Sadly, he perished in a plane crash over Egypt in 1950, before he could see the construction of his ground-breaking design. He was returning to his home in Raleigh from the city he was in the midst of designing, Chandigarh. It was the first planned city of India, known internationally for its architecture urban planning.
The full story of Mattew Nowicki and the Arena is too long to fit in to a Flashback Friday post, but is a topic we’ll be exploring in depth in the future.

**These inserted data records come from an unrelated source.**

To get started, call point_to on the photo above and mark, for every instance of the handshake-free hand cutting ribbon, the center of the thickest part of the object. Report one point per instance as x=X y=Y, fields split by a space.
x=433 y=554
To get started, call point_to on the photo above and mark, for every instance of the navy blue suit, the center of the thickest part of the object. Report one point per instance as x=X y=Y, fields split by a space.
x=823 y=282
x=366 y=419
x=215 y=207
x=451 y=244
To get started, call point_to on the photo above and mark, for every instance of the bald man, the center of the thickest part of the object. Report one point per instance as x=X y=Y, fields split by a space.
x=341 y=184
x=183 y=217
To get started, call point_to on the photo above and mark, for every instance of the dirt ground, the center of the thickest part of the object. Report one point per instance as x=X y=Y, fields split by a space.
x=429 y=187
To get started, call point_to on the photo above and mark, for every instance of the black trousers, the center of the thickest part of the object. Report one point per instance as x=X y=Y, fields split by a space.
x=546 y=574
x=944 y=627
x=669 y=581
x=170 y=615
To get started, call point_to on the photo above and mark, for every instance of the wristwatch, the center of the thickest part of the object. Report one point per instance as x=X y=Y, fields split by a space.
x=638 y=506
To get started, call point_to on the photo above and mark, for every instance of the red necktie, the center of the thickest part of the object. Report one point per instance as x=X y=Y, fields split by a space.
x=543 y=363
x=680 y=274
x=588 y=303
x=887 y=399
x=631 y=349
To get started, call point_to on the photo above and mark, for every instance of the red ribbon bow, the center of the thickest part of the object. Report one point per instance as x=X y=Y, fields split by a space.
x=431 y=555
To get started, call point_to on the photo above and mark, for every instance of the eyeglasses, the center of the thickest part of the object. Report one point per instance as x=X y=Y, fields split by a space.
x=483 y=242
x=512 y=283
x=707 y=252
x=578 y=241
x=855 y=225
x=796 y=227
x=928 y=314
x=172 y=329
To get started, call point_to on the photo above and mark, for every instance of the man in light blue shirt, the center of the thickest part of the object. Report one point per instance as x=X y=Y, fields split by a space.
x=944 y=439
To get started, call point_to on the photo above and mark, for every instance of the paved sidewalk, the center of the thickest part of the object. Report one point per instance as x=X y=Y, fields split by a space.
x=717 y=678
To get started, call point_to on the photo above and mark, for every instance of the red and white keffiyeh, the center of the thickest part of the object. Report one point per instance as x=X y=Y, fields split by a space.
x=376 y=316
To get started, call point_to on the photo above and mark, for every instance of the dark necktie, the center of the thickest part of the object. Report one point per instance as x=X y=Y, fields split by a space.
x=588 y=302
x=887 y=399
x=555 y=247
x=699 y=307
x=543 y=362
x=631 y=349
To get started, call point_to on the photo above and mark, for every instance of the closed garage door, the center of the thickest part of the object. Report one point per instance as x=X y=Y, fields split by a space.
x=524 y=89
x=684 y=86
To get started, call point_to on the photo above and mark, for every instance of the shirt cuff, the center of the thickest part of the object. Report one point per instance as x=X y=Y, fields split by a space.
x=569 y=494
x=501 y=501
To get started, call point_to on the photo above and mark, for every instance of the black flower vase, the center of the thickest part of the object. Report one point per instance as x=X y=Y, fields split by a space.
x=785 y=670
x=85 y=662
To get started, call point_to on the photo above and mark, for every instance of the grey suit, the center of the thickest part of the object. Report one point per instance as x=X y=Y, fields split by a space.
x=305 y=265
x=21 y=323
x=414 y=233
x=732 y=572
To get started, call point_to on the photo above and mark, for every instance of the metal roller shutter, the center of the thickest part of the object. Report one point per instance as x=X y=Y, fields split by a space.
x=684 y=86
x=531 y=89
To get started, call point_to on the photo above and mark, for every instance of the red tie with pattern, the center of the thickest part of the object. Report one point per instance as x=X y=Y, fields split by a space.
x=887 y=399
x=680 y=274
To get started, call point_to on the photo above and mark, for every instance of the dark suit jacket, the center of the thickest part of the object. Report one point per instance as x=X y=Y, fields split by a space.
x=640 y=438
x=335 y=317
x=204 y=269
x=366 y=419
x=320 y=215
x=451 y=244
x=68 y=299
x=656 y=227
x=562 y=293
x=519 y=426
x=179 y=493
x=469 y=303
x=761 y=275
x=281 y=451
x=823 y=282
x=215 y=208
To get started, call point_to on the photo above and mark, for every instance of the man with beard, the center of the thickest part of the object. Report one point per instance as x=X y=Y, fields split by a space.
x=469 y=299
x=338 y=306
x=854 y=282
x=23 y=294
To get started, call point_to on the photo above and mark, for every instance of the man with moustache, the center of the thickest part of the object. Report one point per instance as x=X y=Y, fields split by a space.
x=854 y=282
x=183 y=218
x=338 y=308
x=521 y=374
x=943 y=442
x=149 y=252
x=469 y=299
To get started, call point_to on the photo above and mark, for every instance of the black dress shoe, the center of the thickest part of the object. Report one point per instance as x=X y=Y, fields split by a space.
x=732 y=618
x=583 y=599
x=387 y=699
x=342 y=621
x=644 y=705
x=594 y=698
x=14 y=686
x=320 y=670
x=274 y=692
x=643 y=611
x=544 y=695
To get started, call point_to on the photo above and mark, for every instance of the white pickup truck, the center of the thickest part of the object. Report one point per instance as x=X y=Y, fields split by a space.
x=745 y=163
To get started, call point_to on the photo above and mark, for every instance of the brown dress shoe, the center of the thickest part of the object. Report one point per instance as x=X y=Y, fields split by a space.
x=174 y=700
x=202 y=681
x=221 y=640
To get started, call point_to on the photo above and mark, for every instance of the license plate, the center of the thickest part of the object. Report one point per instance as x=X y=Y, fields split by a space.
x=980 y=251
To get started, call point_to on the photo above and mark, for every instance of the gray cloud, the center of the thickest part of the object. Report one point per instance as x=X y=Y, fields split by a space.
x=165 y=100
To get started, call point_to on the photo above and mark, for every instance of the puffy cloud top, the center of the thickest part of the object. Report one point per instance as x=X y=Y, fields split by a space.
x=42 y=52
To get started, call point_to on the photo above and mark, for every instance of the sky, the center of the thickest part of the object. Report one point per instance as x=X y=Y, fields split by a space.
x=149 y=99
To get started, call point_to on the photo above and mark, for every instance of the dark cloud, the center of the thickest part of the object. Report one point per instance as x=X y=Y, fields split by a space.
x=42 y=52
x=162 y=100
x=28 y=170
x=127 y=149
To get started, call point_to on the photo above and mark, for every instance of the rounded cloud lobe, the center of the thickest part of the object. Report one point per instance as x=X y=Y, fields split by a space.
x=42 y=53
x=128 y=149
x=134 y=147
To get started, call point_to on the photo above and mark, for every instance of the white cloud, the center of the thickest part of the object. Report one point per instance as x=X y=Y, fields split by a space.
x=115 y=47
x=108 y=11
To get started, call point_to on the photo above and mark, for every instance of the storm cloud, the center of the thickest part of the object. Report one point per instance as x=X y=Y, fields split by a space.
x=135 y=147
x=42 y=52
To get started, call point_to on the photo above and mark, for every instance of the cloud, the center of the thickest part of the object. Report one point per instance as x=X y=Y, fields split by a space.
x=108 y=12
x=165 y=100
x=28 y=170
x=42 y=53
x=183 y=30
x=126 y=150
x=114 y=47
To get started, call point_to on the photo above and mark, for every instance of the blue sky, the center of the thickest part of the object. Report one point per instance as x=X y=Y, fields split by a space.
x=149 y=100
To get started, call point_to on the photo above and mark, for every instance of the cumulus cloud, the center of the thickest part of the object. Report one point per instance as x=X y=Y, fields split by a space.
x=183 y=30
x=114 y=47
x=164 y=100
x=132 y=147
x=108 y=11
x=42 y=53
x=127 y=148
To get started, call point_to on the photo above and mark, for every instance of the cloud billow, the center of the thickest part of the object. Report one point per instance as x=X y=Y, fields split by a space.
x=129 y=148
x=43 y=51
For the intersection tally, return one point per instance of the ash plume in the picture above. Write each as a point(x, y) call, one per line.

Although most sources consider Dorton Arena to be Matthew Nowicki’s only completed work in Raleigh, there is another local structure which was built from his sketches and vision.
Stay tuned.
05/13/2011
One of my favorite buildings! Would love to see this on one of the City Blocks.
05/13/2011
A stretch to say it’s the most significant piece of modern architecture in the Southeast. Just about everyone in Atlanta would argue that Portman’s Regency Hyatt Hotel (1967) deserves that accolade.
05/13/2011
I disagree with the Portman’s Regency Hyatt Hotel, only because, it also uses High Desert Dramaticism found in the Vegas mid-60s genre of design. Much like the Big Chicken. I am actually a fan of that kind of design, but, pure mid-century modern doesn’t have the eyesore factor.
Besides, you haven’t lived unless you have both snowboarded and skateboarded on the roof of J.S. Dorton.
05/13/2011
Follow up on last comment. My goal in life is to time it so the satellite flyover used by Google Earth captures me carving the roof.
05/14/2011
Flashback Friday, huh? In 1970, my roommate and I hitched over to Raleigh from Chapel Hill to go to the State Fair. We copped some mescaline on Ashe Avenue and took the bus to the fair. By the time we passed through the gates we were flying pretty high and decided that the sounds and colors were, say, a little too intense, so we decided to climb to the roof of Dorton Arena. We went up to the peak of the parabola on the north side (above the current waterfall) and hung our heds over the edge. It was marvelous, simply marvelous. A molten river of color, sound and aromas for our enjoyment. We spent a couple of hours lying in the roof until someone spotted our heads hanging over the edge of the roof and sent a law enforcement officer after us. He came up one side of the building’s roof, and we ran down the other disappearing into the crowd. That is probably my best trip (soto speak) to the Fair. Or perhaps a close second. First may be when, while attending the rodeo held in Dorton Arena during the Fair, a rider and horse in the the bucking bronco competition, crashed through the fence falling virtually on top of my family. It literally scared the pee out of my cousin and I got splattered with horse blood coming from cuts caused by the torn wire fence. That was exciting. And I got to see Clayton Moore, the Lone Ranger, on the same day. Maybe that was my best trip to the Fair.
09/08/2015
I remember the Dorton Arena, as a child in Raliegh, in the early 62-65 era. We lived on Boundery St in “historic Oakwood” before it was historic. I remember going to the arena to see shows of “The Worlds Strongest Man” brought to that place by The Young Mens Christian Assoication.
Along with menories of the NC State Fair. While in grade school @ Murhpey Elementry School about the same time. The teacher would line us up for “early dismissal”, handing each child a Fair Ticket.
09/21/2015
Our family lived at 615 Boundary Street from 1947 to about 1972.
09/21/2015
@Jim Walker
Was that N. Boundary or S. Boundary Street?